On Saturday we drove to Newmarket to buy some new running shoes for Huib and then to Aurora to plant some flowers at my Mom’s grave. A few years ago, Huib and I created a little garden in front of her gravestone and try to plant flowers each summer. After we were done, we set off for Etobicoke and took Phoenix’s foster family for dinner at Swiss Chalet. Ray and Alice are doing well. Alice no longer needs a wheelchair and just uses her walker to get around. It’s so amazing to see the progress she has made since her stroke three years ago.

sunday was Woofstock. We drove the Orlando downtown and then parked it in the Metro’s underground parking lot. We thought we’d park there so that the dogs could have a safe place to rest if they became too overheated or tired.

Look who else came…

It’s Rogue’s sister Ruby!

Ruby is a little bigger than Rogue and has slightly longer and darker fur. She is absolutely adorable though, just like her sister. I can’t wait to have the girls meet in a less chaotic environment though because similar to Rogue (at times) Ruby was a bit timid and subdued, so it will be neat to see her in her own environment.
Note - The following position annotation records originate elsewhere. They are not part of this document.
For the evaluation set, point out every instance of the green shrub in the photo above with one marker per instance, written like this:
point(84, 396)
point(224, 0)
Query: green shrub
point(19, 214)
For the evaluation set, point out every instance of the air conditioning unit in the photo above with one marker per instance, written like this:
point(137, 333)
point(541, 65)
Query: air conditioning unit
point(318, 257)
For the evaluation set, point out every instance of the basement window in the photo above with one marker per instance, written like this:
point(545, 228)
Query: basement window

Woofstock was great, there were tons of different vendors and organizations to see. We got various treats and bought life jackets for the girls and winter coats for the labs. the life jackets are red with black and the winter coats are purple and bluish purple. I really wanted to get them each a cooling coat (it feels like a shammy and you cover it in water to keep the dogs cool) but they were over a hundred dollars, so we will need to wait on that.

Time to cool off…

By the end of our trip, the dogs were completely exhausted! they all piled into the Orlando and we didn’t hear from them until we arrived in Huntsville a few hours later.